Das Verkehrsvolumen habe sich während der Sperrung der B472 verzehnfacht, antwortete 3. Bürgermeister Bernd Rosenberger. Außerdem hätten während der Sperrung schwere Lkw durch den Ort fahren dürfen. Dadurch wurde es auf der schmalen Straße noch enger.

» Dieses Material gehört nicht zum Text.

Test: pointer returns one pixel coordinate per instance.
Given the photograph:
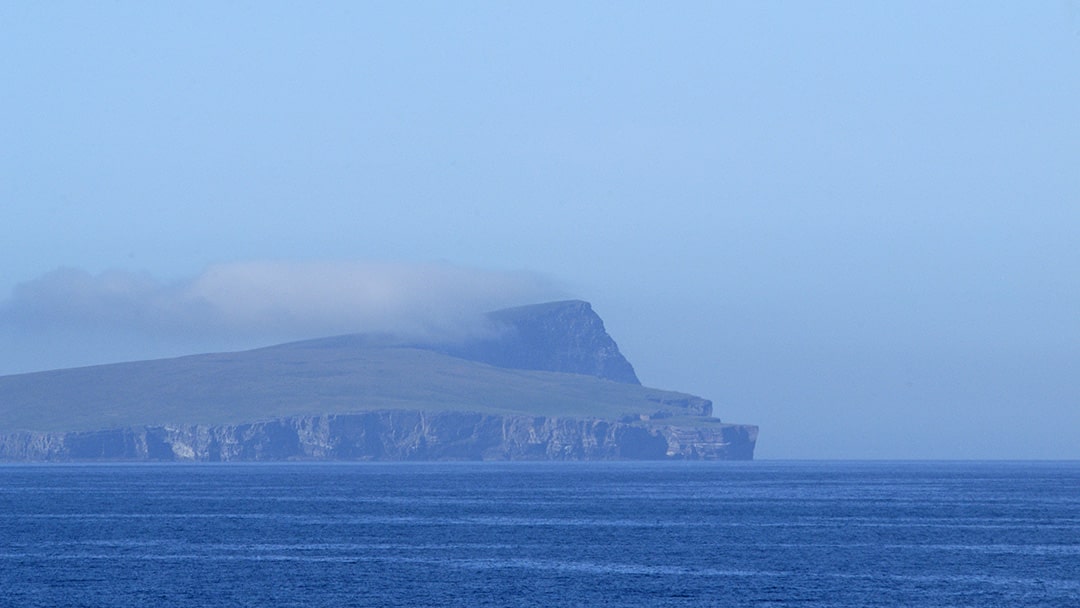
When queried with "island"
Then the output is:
(541, 382)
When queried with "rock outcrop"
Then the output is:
(547, 382)
(566, 336)
(392, 435)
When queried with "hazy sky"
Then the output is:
(853, 224)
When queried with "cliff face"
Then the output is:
(566, 336)
(548, 382)
(392, 435)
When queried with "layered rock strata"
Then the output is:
(392, 435)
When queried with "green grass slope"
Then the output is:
(297, 379)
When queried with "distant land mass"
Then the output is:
(547, 382)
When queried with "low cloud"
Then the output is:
(262, 301)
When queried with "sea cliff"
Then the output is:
(392, 435)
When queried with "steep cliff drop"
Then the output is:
(547, 383)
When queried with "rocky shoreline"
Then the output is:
(391, 435)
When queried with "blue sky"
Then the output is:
(853, 224)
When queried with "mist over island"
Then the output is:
(534, 382)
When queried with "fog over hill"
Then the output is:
(540, 381)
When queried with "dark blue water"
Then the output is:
(757, 534)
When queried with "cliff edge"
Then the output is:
(548, 382)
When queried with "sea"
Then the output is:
(555, 534)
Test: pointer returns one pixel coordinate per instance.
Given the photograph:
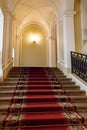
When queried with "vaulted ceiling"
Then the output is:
(43, 12)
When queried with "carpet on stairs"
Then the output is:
(38, 106)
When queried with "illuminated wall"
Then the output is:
(33, 47)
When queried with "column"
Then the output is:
(69, 39)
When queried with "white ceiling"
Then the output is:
(43, 12)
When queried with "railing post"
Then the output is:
(79, 65)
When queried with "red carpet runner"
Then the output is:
(38, 105)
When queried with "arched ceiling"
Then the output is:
(39, 11)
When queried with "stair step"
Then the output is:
(36, 119)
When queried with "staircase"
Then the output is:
(37, 98)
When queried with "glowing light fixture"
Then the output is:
(34, 38)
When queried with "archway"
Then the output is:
(1, 39)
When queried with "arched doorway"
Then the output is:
(33, 47)
(1, 40)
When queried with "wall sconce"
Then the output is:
(34, 42)
(34, 38)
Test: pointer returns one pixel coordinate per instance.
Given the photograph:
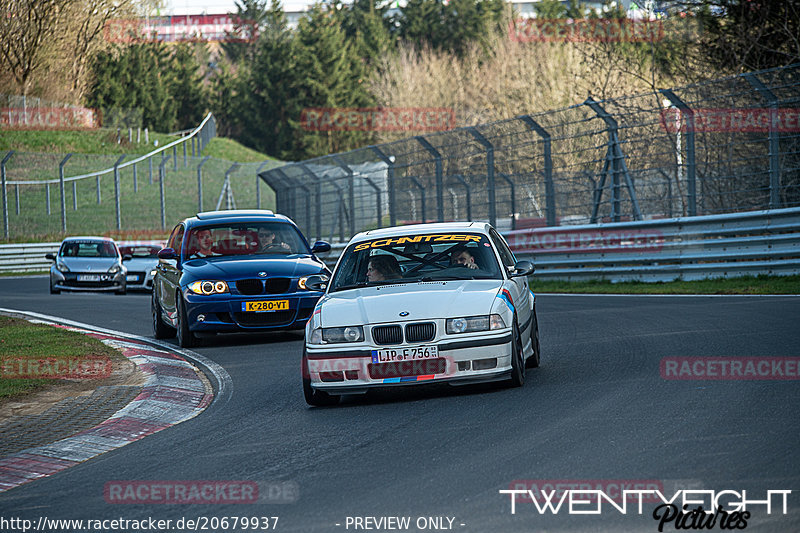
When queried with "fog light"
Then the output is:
(484, 364)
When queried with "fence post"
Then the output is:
(5, 193)
(614, 165)
(691, 168)
(389, 160)
(351, 193)
(549, 189)
(489, 172)
(63, 193)
(162, 174)
(200, 183)
(437, 157)
(116, 191)
(258, 184)
(774, 142)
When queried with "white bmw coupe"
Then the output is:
(419, 304)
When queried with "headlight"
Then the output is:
(337, 335)
(469, 324)
(207, 287)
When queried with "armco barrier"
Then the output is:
(730, 245)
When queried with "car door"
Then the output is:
(518, 287)
(169, 273)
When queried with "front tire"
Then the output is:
(160, 330)
(314, 397)
(186, 339)
(517, 362)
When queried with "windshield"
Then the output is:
(88, 249)
(428, 257)
(248, 238)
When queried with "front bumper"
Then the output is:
(69, 281)
(467, 359)
(223, 312)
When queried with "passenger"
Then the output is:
(463, 258)
(383, 267)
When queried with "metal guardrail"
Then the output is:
(687, 248)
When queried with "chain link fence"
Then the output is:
(54, 194)
(722, 146)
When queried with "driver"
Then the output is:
(266, 241)
(463, 258)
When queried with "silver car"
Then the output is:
(88, 264)
(144, 260)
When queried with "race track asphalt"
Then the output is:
(597, 409)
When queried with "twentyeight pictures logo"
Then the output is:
(378, 119)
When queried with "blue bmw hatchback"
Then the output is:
(229, 271)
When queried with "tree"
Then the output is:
(25, 30)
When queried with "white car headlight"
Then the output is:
(337, 335)
(468, 324)
(207, 287)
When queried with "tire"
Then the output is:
(517, 362)
(533, 360)
(316, 398)
(186, 339)
(160, 330)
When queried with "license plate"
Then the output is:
(265, 306)
(392, 355)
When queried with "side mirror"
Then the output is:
(167, 253)
(522, 268)
(317, 283)
(321, 247)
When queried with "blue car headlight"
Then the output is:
(207, 287)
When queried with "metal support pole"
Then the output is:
(351, 193)
(5, 193)
(389, 160)
(63, 193)
(489, 172)
(549, 189)
(162, 174)
(774, 142)
(691, 168)
(200, 184)
(437, 158)
(258, 184)
(116, 191)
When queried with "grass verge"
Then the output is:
(743, 285)
(33, 349)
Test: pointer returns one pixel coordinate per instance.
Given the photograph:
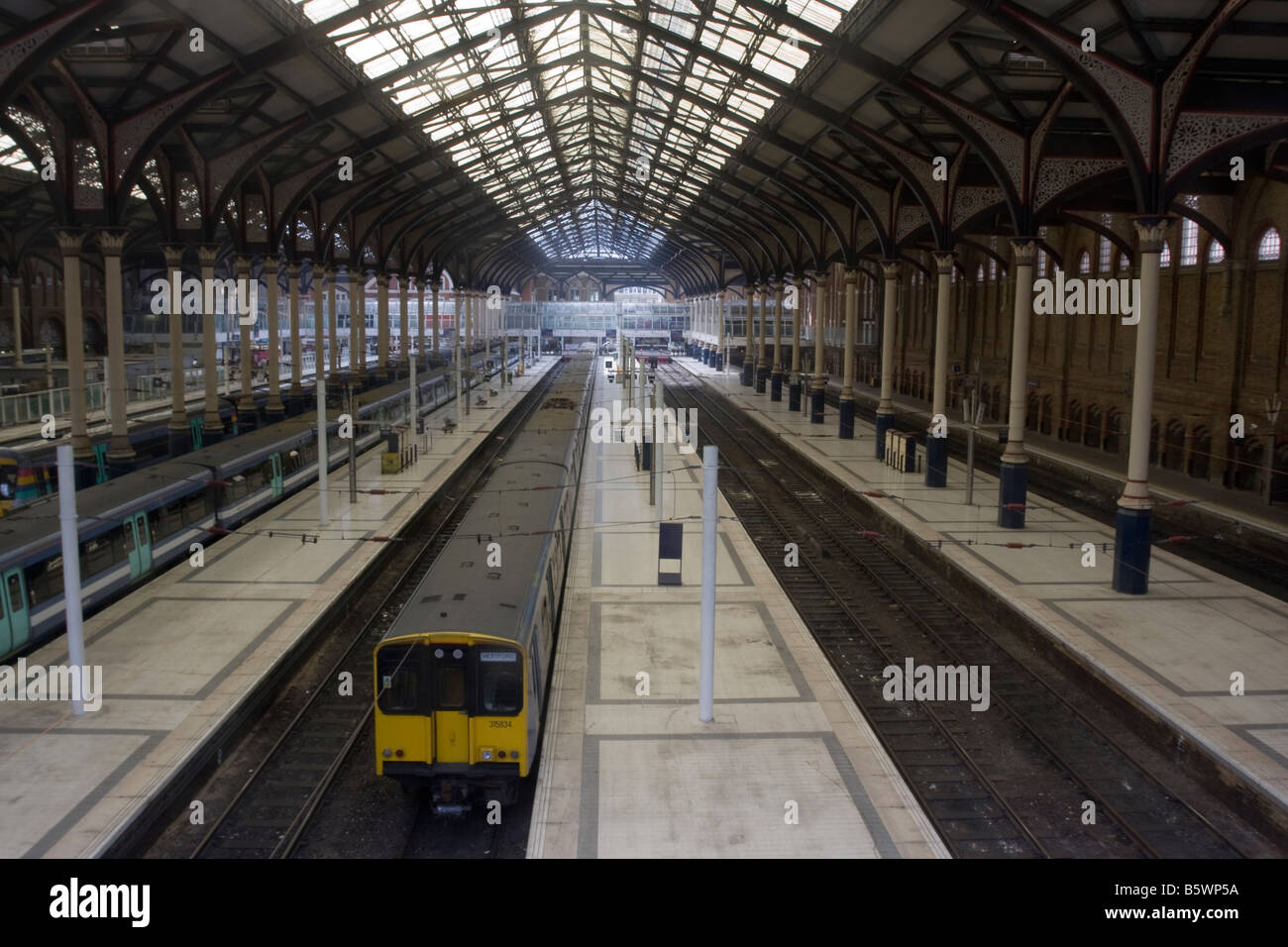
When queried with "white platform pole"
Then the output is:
(658, 436)
(323, 458)
(707, 656)
(71, 569)
(413, 407)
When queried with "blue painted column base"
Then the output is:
(884, 424)
(1131, 551)
(936, 462)
(1014, 488)
(815, 406)
(848, 418)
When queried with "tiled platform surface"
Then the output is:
(1247, 506)
(179, 655)
(626, 776)
(1171, 651)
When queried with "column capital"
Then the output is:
(207, 254)
(69, 241)
(1025, 250)
(1150, 231)
(111, 241)
(172, 254)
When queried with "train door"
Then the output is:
(275, 480)
(14, 618)
(138, 544)
(451, 707)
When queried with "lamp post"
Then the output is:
(1271, 411)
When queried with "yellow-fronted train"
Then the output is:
(462, 676)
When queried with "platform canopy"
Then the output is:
(703, 142)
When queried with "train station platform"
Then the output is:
(26, 437)
(1166, 486)
(1173, 655)
(626, 775)
(180, 655)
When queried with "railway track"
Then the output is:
(271, 810)
(1010, 781)
(1237, 562)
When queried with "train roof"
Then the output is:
(518, 509)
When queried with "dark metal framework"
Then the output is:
(690, 142)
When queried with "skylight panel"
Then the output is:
(681, 110)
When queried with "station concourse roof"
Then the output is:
(691, 141)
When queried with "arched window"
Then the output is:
(1189, 235)
(1091, 434)
(1173, 446)
(1201, 454)
(1113, 432)
(1267, 249)
(1073, 423)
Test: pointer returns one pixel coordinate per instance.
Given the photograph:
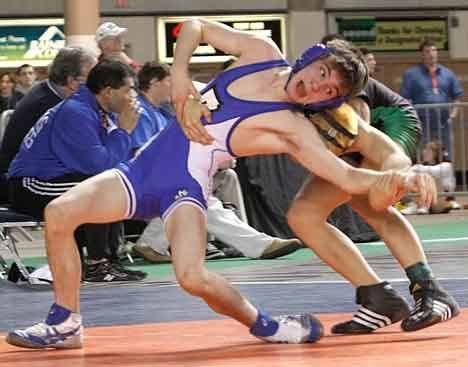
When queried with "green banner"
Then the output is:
(31, 41)
(386, 34)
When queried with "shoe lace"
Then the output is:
(288, 320)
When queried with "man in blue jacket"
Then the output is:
(74, 140)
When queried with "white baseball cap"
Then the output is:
(109, 29)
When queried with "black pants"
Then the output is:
(31, 196)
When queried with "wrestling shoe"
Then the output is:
(381, 306)
(295, 329)
(433, 305)
(280, 247)
(66, 335)
(123, 269)
(105, 272)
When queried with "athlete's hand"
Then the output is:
(191, 123)
(181, 89)
(182, 92)
(387, 190)
(423, 184)
(129, 115)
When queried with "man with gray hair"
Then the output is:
(70, 66)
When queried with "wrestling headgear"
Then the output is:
(347, 58)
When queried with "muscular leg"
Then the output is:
(186, 231)
(307, 217)
(100, 199)
(380, 304)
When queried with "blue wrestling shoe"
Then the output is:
(68, 334)
(296, 329)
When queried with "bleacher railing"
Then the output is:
(451, 133)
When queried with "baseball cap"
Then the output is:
(109, 29)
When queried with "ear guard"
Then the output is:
(308, 57)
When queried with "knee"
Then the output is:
(193, 279)
(58, 218)
(304, 213)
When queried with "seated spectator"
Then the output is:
(223, 224)
(443, 174)
(25, 79)
(6, 90)
(109, 38)
(75, 140)
(154, 83)
(370, 60)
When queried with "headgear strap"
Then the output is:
(308, 57)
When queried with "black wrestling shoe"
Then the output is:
(381, 306)
(433, 305)
(105, 272)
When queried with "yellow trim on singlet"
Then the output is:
(338, 128)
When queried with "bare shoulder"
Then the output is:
(272, 133)
(260, 49)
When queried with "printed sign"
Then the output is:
(30, 41)
(387, 34)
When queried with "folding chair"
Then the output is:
(12, 224)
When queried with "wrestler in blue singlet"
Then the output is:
(170, 170)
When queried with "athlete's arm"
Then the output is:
(379, 149)
(248, 48)
(384, 153)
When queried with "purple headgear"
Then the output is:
(308, 57)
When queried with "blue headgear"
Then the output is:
(308, 57)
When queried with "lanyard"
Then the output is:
(435, 82)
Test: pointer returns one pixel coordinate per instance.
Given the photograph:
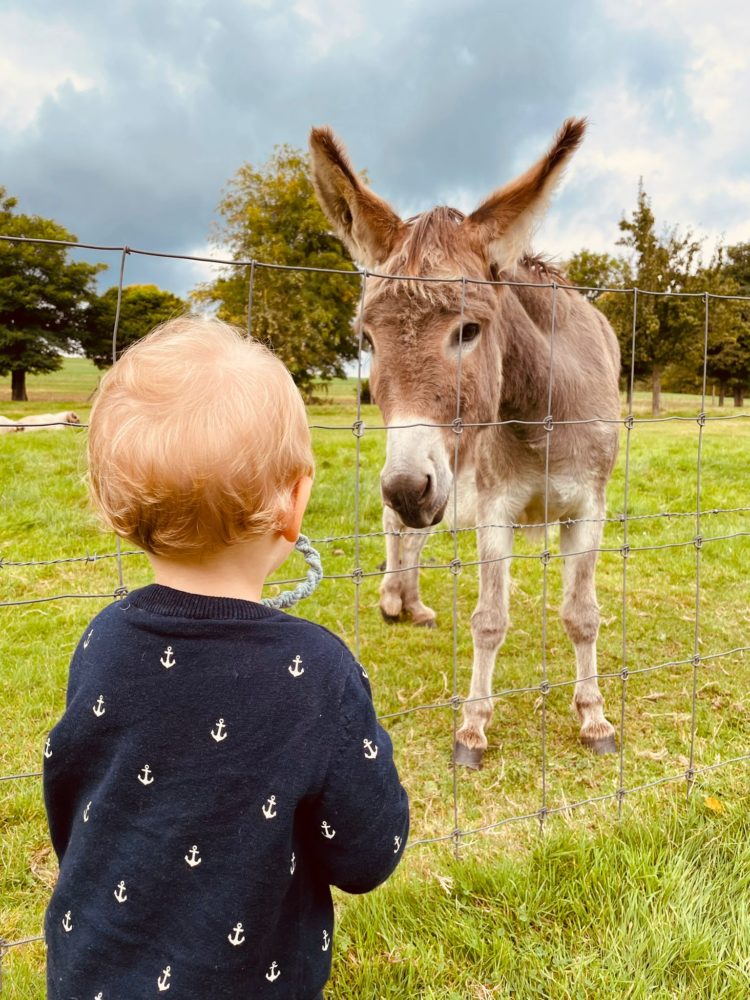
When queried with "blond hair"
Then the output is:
(197, 438)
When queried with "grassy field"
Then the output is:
(654, 905)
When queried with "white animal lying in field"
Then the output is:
(8, 426)
(48, 421)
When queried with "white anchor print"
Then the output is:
(194, 858)
(220, 733)
(237, 937)
(145, 778)
(269, 810)
(168, 659)
(294, 667)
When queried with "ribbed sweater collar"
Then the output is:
(159, 600)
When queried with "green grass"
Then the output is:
(655, 905)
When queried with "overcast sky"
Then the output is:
(124, 120)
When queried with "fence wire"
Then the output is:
(359, 573)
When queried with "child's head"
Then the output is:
(197, 439)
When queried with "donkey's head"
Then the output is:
(436, 340)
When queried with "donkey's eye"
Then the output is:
(465, 336)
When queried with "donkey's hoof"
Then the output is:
(468, 756)
(426, 623)
(603, 745)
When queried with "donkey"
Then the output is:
(521, 353)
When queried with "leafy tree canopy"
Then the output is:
(142, 307)
(271, 216)
(43, 296)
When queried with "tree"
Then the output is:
(271, 216)
(142, 307)
(43, 296)
(593, 272)
(729, 343)
(664, 323)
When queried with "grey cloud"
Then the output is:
(430, 98)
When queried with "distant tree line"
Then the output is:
(676, 335)
(272, 227)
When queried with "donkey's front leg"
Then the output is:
(489, 624)
(580, 615)
(399, 591)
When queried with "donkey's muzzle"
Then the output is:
(414, 499)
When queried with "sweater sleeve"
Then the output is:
(361, 819)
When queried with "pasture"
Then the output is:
(650, 904)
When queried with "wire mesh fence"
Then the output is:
(363, 570)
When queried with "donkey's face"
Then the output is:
(435, 340)
(434, 357)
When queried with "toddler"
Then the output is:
(219, 764)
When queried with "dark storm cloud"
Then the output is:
(429, 98)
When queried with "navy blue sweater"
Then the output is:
(219, 765)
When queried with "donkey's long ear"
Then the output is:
(367, 225)
(506, 220)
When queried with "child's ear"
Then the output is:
(300, 497)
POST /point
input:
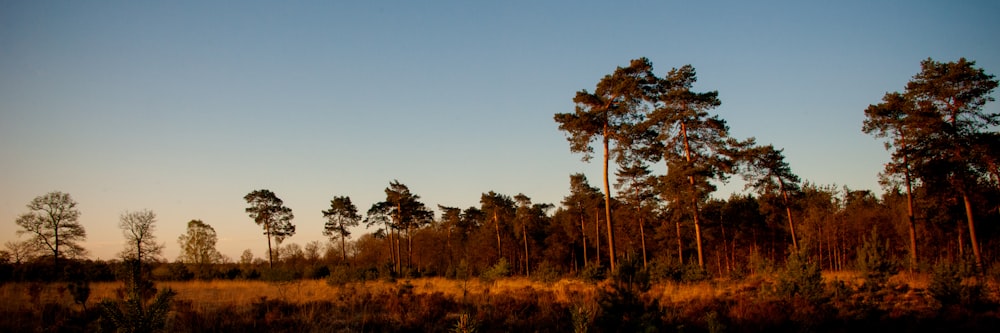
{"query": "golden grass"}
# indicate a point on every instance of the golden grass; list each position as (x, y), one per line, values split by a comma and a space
(224, 293)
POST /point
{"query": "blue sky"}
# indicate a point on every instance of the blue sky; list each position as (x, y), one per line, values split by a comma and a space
(184, 107)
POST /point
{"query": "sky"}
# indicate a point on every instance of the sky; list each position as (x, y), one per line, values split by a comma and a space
(184, 107)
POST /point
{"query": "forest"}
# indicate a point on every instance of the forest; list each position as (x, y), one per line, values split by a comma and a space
(616, 254)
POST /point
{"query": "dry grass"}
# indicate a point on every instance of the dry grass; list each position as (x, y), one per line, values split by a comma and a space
(223, 293)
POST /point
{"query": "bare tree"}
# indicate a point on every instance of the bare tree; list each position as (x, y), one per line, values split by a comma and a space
(138, 228)
(53, 226)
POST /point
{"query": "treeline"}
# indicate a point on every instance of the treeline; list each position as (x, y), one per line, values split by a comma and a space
(940, 200)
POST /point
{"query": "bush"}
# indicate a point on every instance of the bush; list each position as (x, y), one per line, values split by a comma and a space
(875, 263)
(279, 275)
(317, 272)
(546, 272)
(498, 271)
(947, 287)
(341, 275)
(630, 275)
(800, 278)
(592, 273)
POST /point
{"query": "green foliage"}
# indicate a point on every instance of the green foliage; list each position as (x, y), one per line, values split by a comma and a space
(592, 273)
(500, 270)
(465, 324)
(341, 275)
(623, 310)
(671, 271)
(134, 314)
(546, 272)
(317, 272)
(948, 288)
(280, 274)
(714, 322)
(80, 290)
(581, 318)
(630, 275)
(800, 278)
(875, 263)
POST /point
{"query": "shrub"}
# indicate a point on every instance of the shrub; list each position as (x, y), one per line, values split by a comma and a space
(546, 272)
(875, 263)
(500, 270)
(279, 274)
(341, 275)
(630, 275)
(592, 273)
(800, 278)
(947, 287)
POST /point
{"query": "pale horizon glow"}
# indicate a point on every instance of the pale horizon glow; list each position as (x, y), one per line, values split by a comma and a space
(184, 107)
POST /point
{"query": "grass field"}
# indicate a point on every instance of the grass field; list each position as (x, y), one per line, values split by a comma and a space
(515, 304)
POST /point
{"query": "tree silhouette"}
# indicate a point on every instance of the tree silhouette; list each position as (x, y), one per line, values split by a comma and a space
(608, 114)
(341, 216)
(52, 224)
(948, 124)
(198, 246)
(767, 172)
(694, 143)
(269, 212)
(887, 120)
(140, 243)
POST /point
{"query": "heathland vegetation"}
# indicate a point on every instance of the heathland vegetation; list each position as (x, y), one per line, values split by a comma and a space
(661, 253)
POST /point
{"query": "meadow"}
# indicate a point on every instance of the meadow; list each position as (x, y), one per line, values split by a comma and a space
(753, 304)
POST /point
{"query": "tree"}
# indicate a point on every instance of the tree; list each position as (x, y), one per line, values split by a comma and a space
(140, 243)
(608, 115)
(198, 246)
(767, 171)
(53, 226)
(947, 127)
(886, 120)
(407, 213)
(341, 216)
(18, 252)
(636, 182)
(270, 213)
(500, 209)
(694, 144)
(528, 218)
(583, 198)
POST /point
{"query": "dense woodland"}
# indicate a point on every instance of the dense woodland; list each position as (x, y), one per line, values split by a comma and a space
(589, 262)
(663, 152)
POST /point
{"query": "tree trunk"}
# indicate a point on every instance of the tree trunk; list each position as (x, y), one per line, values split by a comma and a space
(583, 235)
(911, 219)
(524, 234)
(343, 247)
(597, 237)
(270, 255)
(680, 244)
(972, 230)
(694, 197)
(55, 248)
(642, 236)
(788, 212)
(607, 203)
(496, 224)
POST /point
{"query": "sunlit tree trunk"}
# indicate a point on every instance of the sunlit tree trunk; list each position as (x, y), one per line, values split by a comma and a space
(788, 212)
(583, 235)
(694, 198)
(972, 230)
(607, 202)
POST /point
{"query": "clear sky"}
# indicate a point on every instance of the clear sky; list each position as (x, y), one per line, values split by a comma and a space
(184, 107)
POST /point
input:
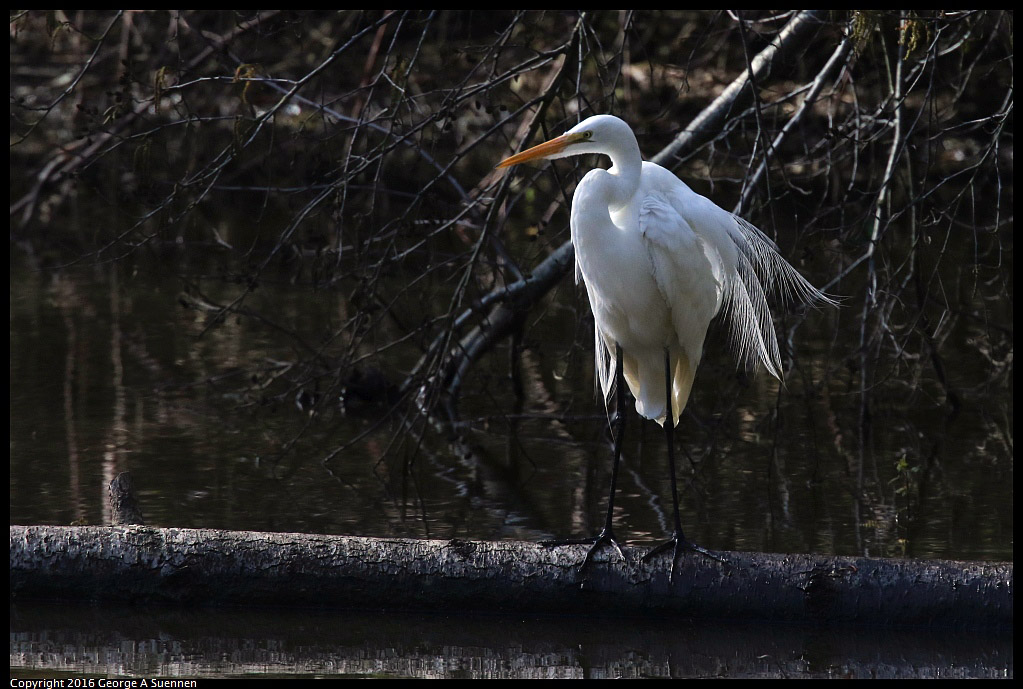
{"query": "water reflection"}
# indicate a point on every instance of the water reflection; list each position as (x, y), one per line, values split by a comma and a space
(117, 642)
(110, 372)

Wenig Chancen auf Bau einer Querungshilfe

Bürgermeister Thomas Gründl sieht wenig Chancen, dass eine Querungshilfe gebaut und dauerhaft Tempo 30 eingeführt wird. Die Gemeinde habe mehrfach auf eigene Kosten den Verkehr zählen lassen. Die Anzahl der Fußgänger habe nie ausgereicht, um eine Querungshilfe oder Tempo 30 zu rechtfertigen: „Ich kann mich da nicht über die Gesetze hinwegsetzen.“

Verärgerung über die aktuelle Gesetzeslage

Josef Schwaller nahm die Gesetzeslage verärgert zur Kenntnis: „Ich habe relativ wenig Verständnis dafür, dass man am Sportgelände kein Tempo 30 einführen kann.“ Auf der Ortsdurchfahrt sei nur Personenverkehr unterwegs, „und wenn jemand flott fahren will, kann er die B472 benutzen“. Als geradezu absurd empfindet er es, dass man auf der Bundesstraße an einigen Stellen nur mit Tempo 30 fahren darf, weil die Begrenzungslinien noch nicht angebracht sind: „Auf einer so ausgebauten Straße ist das schon brutal langsam. Einige fahren da tatsächlich mit Tempo 30, und so kommt es immer wieder zu Harakiri-Überholsituationen.“

Zuhörer Mirko Dejung hakte an dieser Stelle in der Bürgerfragestunde ein. In der Langau gebe es immer mehr Kinder. Wenn Kinder unterwegs sind, sei die Gefahrenlage um ein Vielfaches höher als bei Erwachsenen: „Deshalb bietet der Gesetzgeber auch die Möglichkeit, dass man bei besonders Schutzbedürftigen deutlich von den Zahlen abweicht.“

Thema beschäftigt die Gemeinde schon lange

Geschäftsleiter Hans Keller merkte an, die Situation in der Langau beschäftige die Gemeinde schon lange, bereits unter seinem Vorgänger Andreas Mascher habe es etliche Ortstermine gegeben. An einer Kreisstraße habe die Gemeinde aber keinerlei Entscheidungsbefugnisse: „Wir können nur anstoßen. Prüfen und entscheiden muss das Landratsamt.“

Es sei möglich, in der Langau in beiden Richtungen ein Gefahrenzeichen „Fußgänger“ anzubringen. Denkbar sei vielleicht auch ein oranges Blinklicht, das mit einer Zeitschaltuhr verbunden ist. Dieses könnte abends eingeschaltet werden, wenn Kinder auf dem Fußballplatz trainieren.